In 2007, for example, one of the lawyers he had failed to deliver conclusions in his case and Dulce received a 36-year prison sentence. He appealed and that sentence was cancelled because his case was reopened.
In 2017, he was given the same sentence again and appealed again. Since that date her case is still open and she is without a sentence.
“They say that prison is for the poor and I can tell you that yes, I have seen many people who still pay and have money and leave … I will continue to fight until justice is done to me,” he said.
Recognize the fabrication of culprits
Víctor del Pozo, a lawyer at the CMDPDH, said that since the issuance of the agreement to release prisoners made official by the president, the failures in its implementation were noticed, particularly in the accreditation of torture.
In an interview, the expert considered that the authorities should look for ways to adopt a comprehensive state policy to deal with the manufacture of culprits.

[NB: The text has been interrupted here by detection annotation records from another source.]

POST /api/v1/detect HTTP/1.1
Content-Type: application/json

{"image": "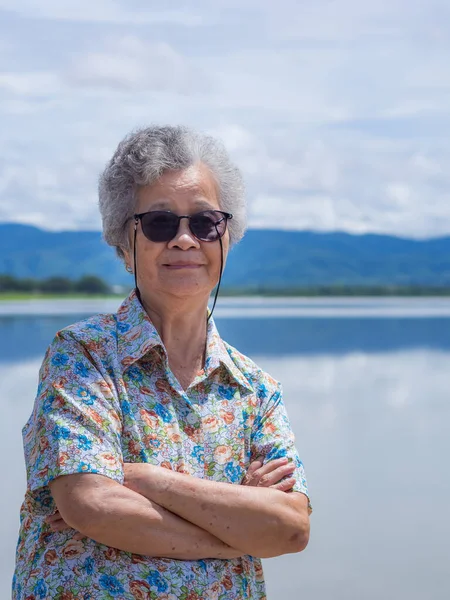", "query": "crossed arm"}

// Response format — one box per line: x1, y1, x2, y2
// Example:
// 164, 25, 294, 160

49, 459, 309, 560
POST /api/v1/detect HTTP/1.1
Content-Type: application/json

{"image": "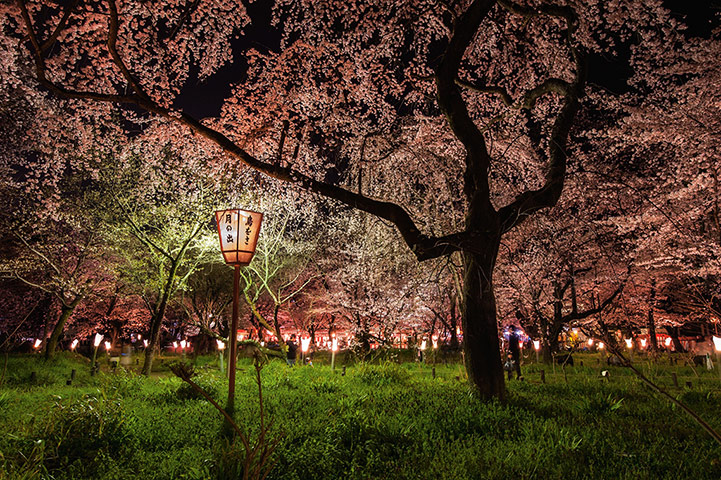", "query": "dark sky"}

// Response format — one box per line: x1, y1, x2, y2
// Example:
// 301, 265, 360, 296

177, 0, 721, 118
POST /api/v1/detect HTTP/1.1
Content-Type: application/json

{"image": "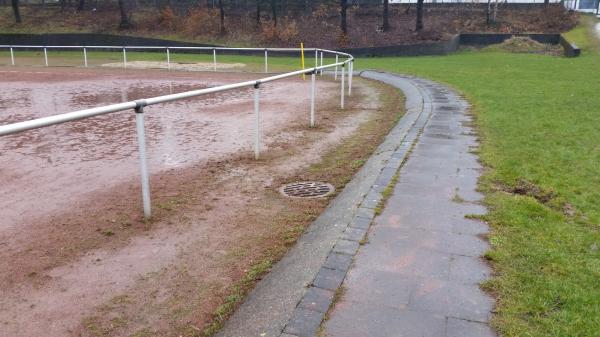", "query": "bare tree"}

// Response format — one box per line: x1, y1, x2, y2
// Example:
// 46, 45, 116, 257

340, 0, 348, 34
219, 0, 225, 34
119, 0, 131, 28
256, 0, 260, 27
415, 0, 423, 30
485, 0, 498, 26
381, 0, 390, 32
11, 0, 21, 23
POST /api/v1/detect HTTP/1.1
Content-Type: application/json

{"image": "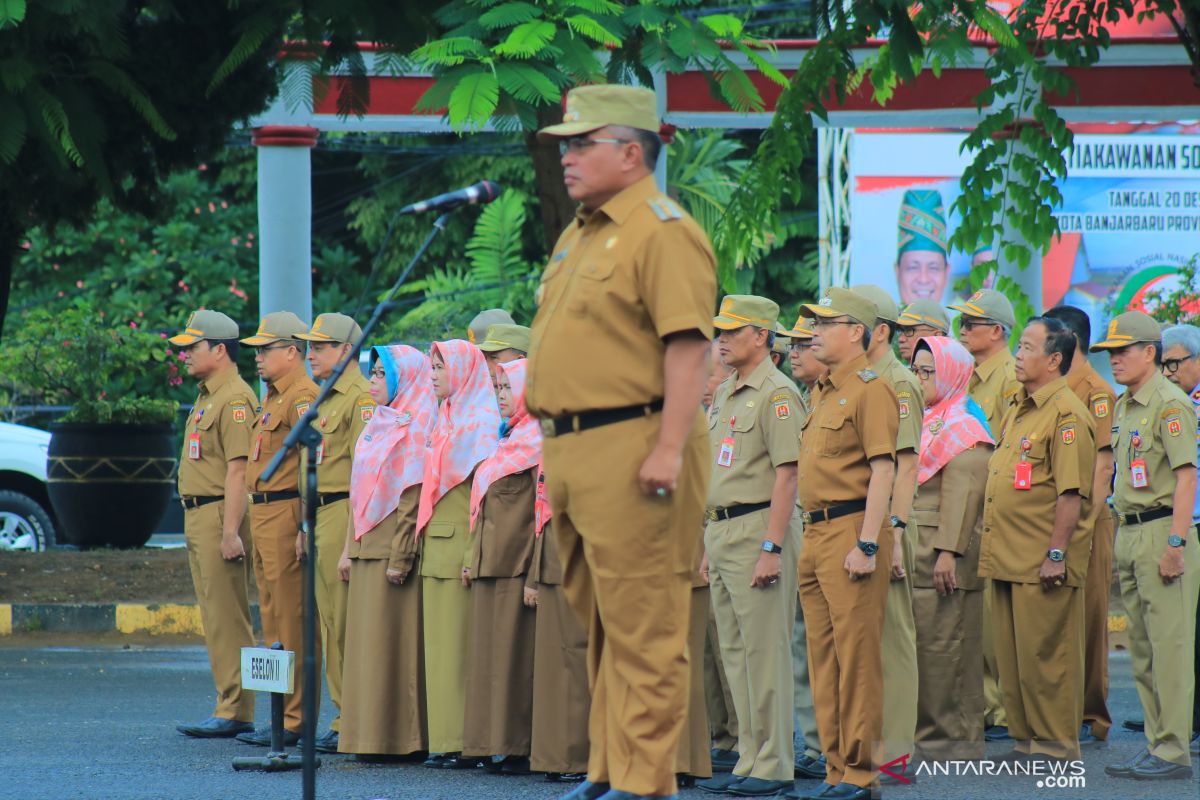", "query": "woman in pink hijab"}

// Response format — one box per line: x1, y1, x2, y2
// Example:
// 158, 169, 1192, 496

462, 359, 541, 775
338, 344, 438, 756
912, 336, 995, 760
416, 339, 500, 769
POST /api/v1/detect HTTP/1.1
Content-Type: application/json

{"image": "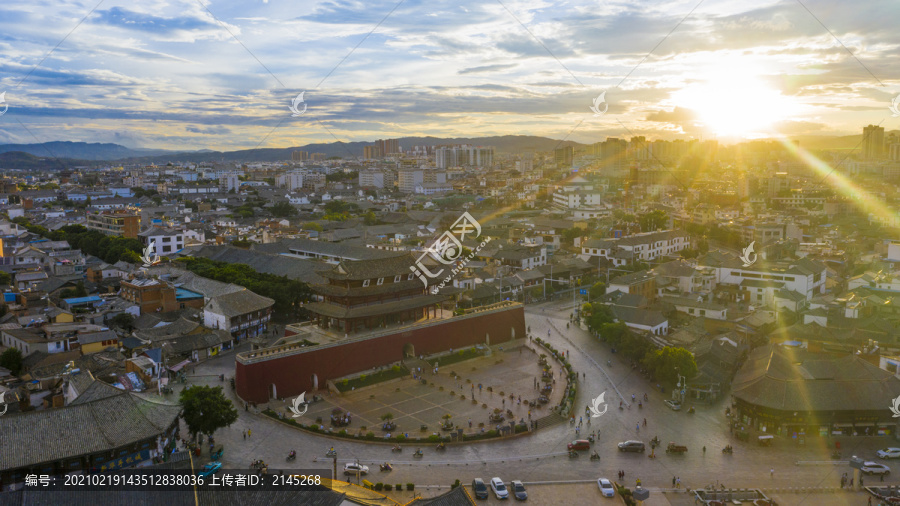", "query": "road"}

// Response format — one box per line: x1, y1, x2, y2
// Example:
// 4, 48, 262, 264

176, 301, 896, 498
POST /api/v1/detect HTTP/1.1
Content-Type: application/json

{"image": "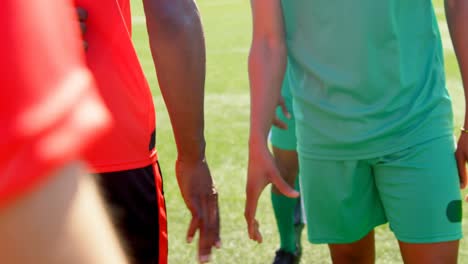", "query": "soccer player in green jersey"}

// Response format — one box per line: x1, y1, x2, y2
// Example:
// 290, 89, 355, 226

245, 0, 468, 263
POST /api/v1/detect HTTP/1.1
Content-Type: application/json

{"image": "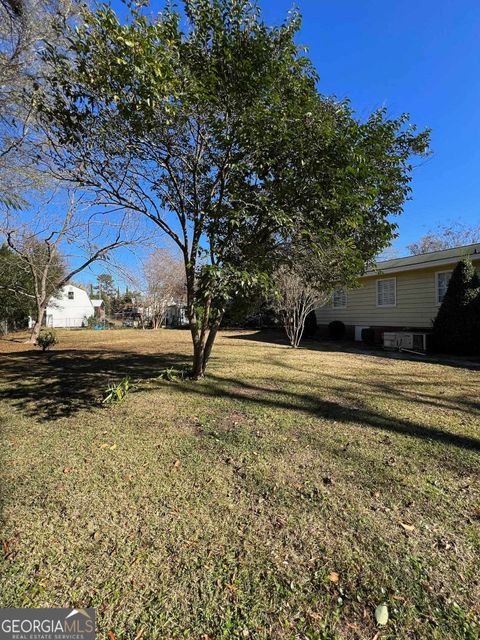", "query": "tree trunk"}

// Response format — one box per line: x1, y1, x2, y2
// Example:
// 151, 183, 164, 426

28, 303, 47, 344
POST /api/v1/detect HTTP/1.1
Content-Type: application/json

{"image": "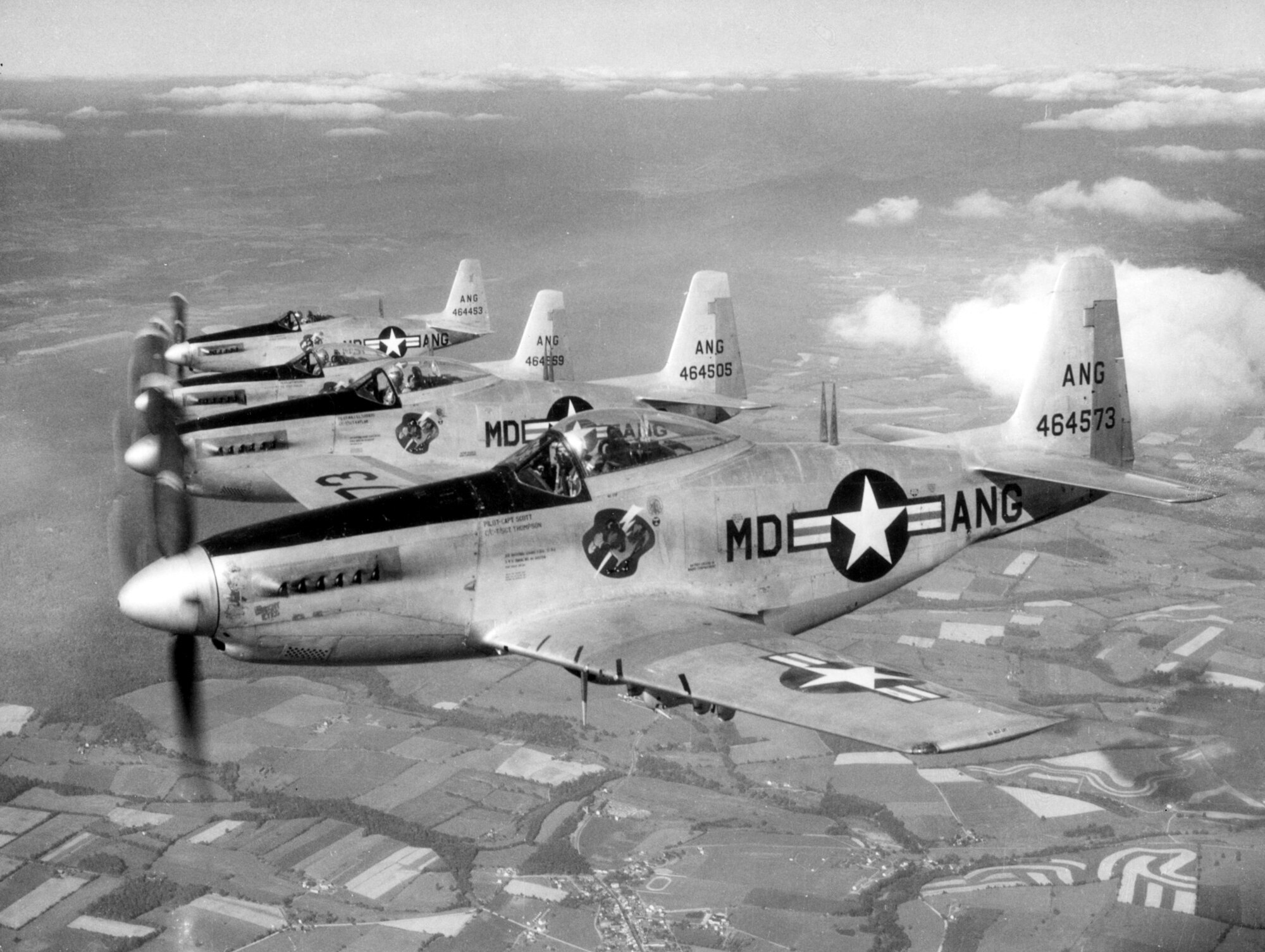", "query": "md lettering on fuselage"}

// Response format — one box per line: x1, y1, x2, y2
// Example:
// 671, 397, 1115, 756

483, 420, 553, 447
725, 483, 1023, 562
1060, 361, 1107, 386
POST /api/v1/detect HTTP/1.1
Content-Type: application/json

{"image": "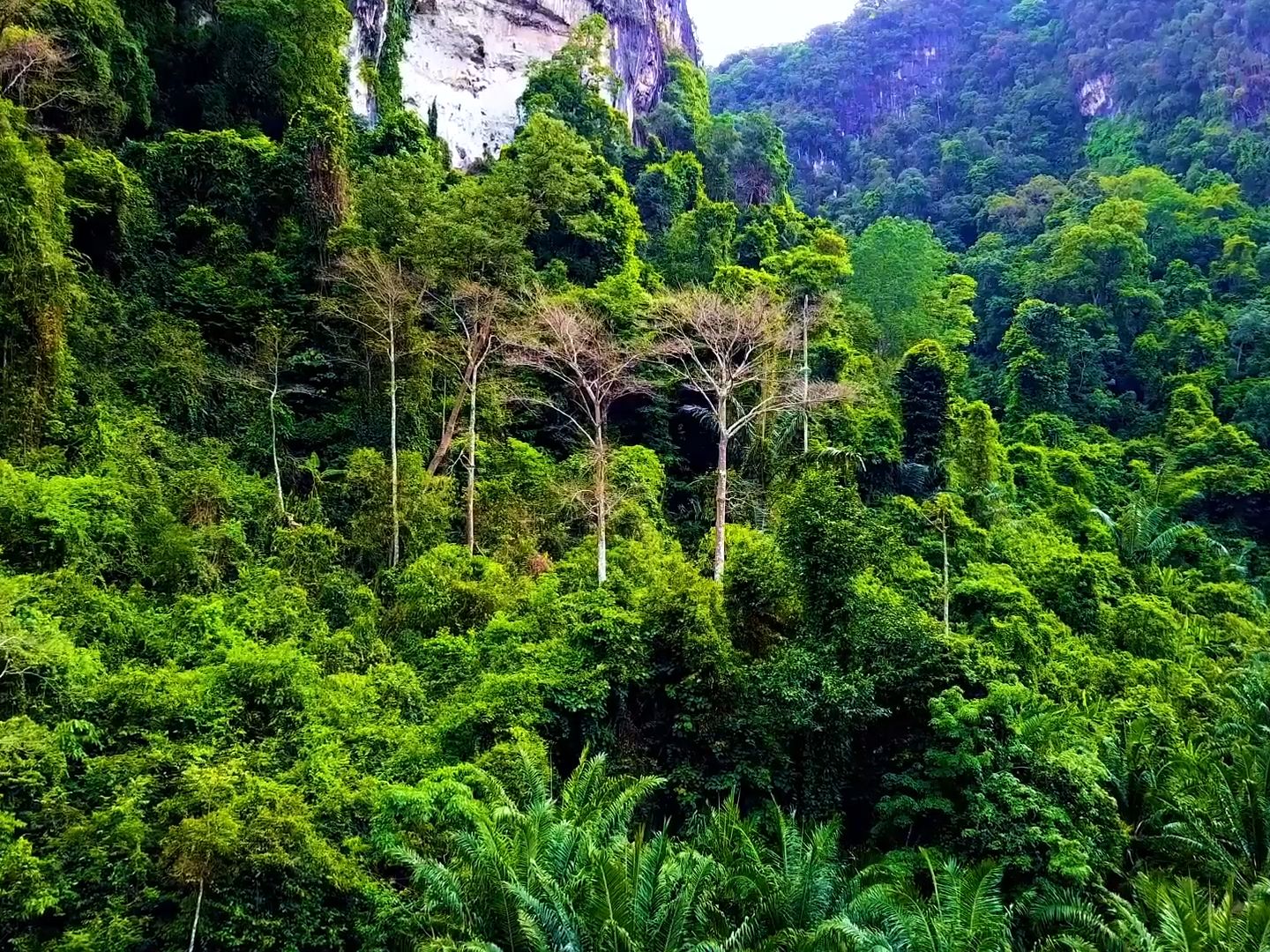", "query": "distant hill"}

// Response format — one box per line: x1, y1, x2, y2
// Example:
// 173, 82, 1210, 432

713, 0, 1270, 243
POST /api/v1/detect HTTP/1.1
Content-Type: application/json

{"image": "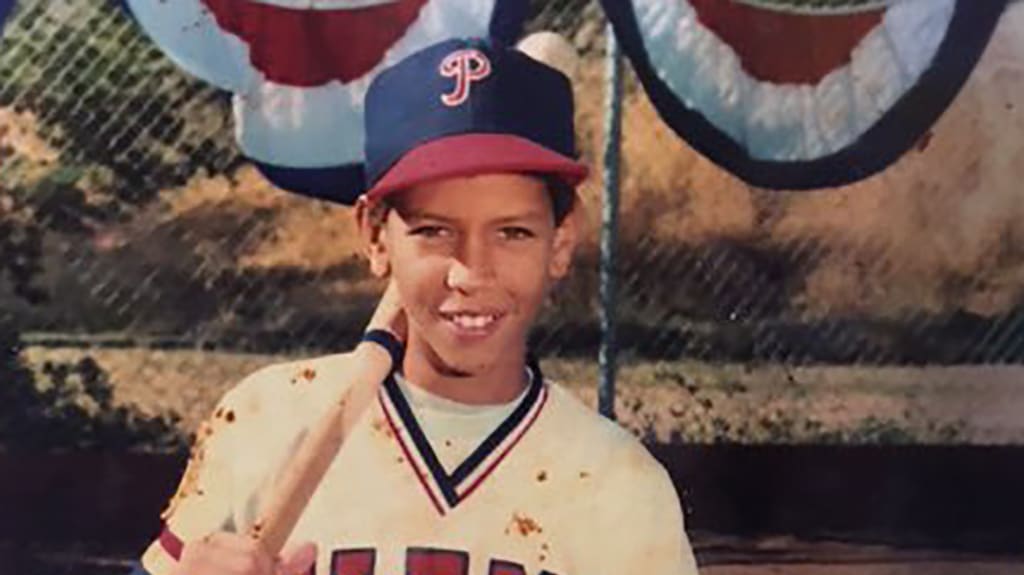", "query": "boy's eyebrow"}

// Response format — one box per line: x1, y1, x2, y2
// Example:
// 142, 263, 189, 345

399, 209, 551, 225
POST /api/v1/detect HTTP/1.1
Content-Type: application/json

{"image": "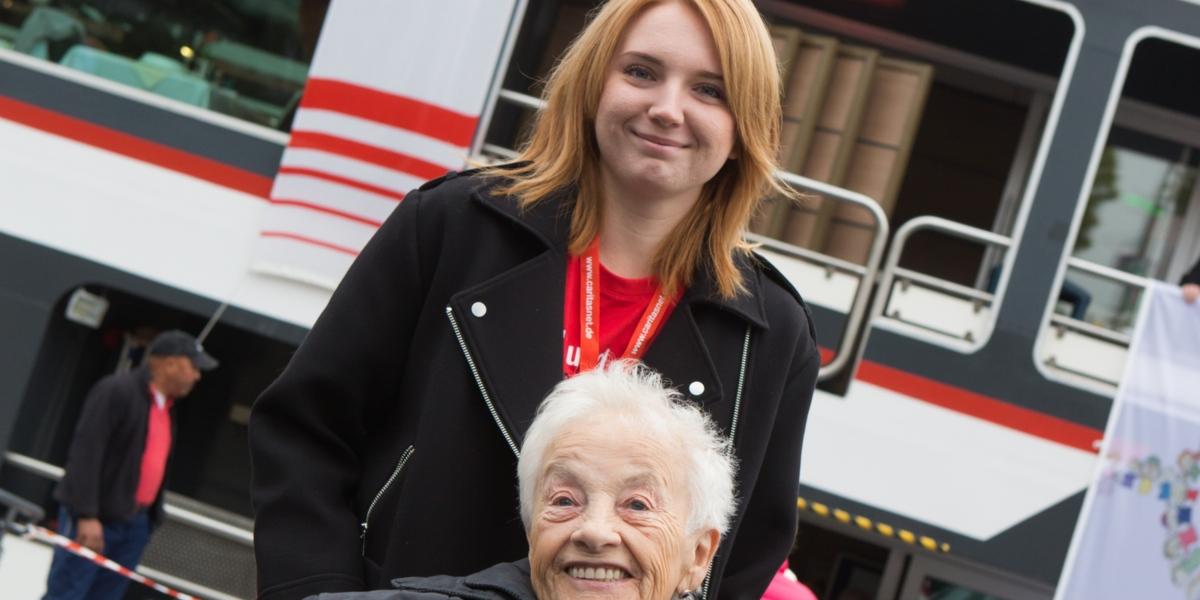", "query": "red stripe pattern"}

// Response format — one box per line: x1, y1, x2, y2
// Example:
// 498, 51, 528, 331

0, 96, 271, 198
252, 0, 517, 288
300, 77, 476, 146
821, 348, 1104, 454
22, 524, 197, 600
256, 78, 478, 287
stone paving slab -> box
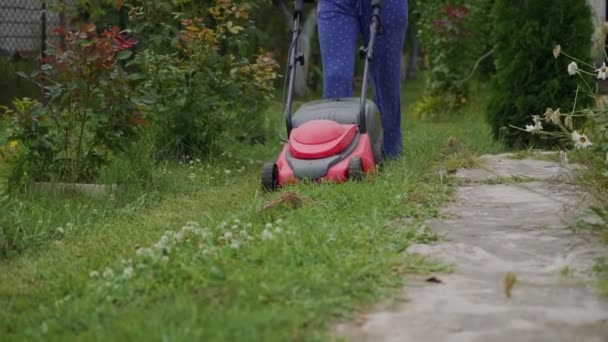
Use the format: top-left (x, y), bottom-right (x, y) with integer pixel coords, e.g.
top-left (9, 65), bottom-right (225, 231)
top-left (335, 155), bottom-right (608, 342)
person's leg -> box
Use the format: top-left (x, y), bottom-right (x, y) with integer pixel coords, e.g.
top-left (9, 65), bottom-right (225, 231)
top-left (361, 0), bottom-right (408, 158)
top-left (318, 0), bottom-right (359, 98)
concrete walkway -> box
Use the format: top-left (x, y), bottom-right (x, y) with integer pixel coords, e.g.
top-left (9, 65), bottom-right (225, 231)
top-left (336, 155), bottom-right (608, 342)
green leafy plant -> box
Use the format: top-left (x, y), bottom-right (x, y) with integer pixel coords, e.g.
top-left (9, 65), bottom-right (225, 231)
top-left (127, 0), bottom-right (278, 157)
top-left (414, 0), bottom-right (492, 117)
top-left (488, 0), bottom-right (593, 146)
top-left (0, 24), bottom-right (146, 190)
top-left (511, 45), bottom-right (608, 236)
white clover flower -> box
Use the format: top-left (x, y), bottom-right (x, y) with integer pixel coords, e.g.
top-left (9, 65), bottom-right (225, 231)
top-left (262, 229), bottom-right (274, 240)
top-left (122, 266), bottom-right (133, 279)
top-left (595, 62), bottom-right (608, 80)
top-left (158, 232), bottom-right (173, 246)
top-left (568, 62), bottom-right (578, 76)
top-left (559, 151), bottom-right (568, 165)
top-left (572, 131), bottom-right (593, 150)
top-left (553, 44), bottom-right (562, 58)
top-left (564, 115), bottom-right (574, 129)
top-left (102, 267), bottom-right (114, 278)
top-left (526, 125), bottom-right (537, 133)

A policy, he explained, in which people deprived of their liberty do not need a lawyer or an opinion as complex as the Istanbul Protocol, but that there is really a commitment to identify which people are unjustly detained and that they are granted some form of extinction of criminal action.
“It would be a way to release them and at the same time be accompanied by a recognition of innocence, that is not simply a pardon that ‘I, by my good grace, Executive Branch, I will let you go’, but that it is recognized that the people they have locked up are innocent and that they were somehow reached by the abusive and arbitrary hand of the State, that in the face of his inability to confront violence, he decides to manufacture culprits to inflate his figures, and that this is accompanied by a comprehensive reparation of the damage,” said the defender.
He added that the agreement issued by the Executive is based on a vision where torture is an exceptional situation, but the reality is that “there is a still indeterminate, but surely enormous, number of people unjustly deprived of their liberty as a result of the policies of manufacture of culprits that we have not only in Mexico City, but in all entities and at the federal level where most people have been victims of torture or arbitrary detention.”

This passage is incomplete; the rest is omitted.